Potentiometers

You know potentiometers as the volume control knob on almost any audio equipment, until recently when they started to go digital. Above is what's behind the panel, but more interesting is what's inside:

The potentiometer contains a strip of resistive material wrapped almost all the way around the inside of the body. The ends of the strip are connected to the two outer terminals. There is a third terminal, in the middle, which is connected to a wiper. That wiper contacts the curved resistive strip at some point along its length, which you control by turing the knob. In the picture above the wiper is pretty close to the left terminal. The symbol for a potentiometer says it all. (The arrow just represents the wiper, not a current)

You can think of a potentiometer as two resistors in series.

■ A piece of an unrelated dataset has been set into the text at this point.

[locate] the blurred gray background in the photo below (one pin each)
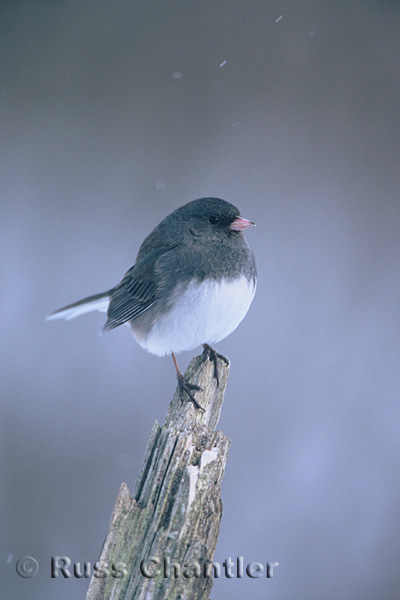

Imagine separating the resistive strip at the point that the wiper touches it:

Since the end-to-end resistance of the potentiometer is unchanged, reagrdless of where we physically put the wiper or where we imagine breaking the resistive strip into two parts, we know that the total resistance between terminals 1 and 2 is a constant, which is called the resistance of the potentiometer, R, and that the two parts must add up to R:
R = R1 + R2 
(1) 
As you turn the knob, R1 and R2 change but their sum remains constant. Let's impose a voltage across terminals 1 and 2, using a battery. We'll measure the voltage across terminals 1 and 2 (call it V12) as well as that across terminals 2 and 3 (call it V23)

Remember that no current flows through a voltmeter. To emphasize that, I've drawn the part of the circuit where current flows black, while the "measure only" part is red.

             

The configuration of two resistors shown here is called a voltage divider. This term is usually used when the two resistors are fixed resistors, not part of a single resistor with a "tap" in the middle as they are in the case of a potentiometer. You can think of a potentiometer as an adjustable voltage divider.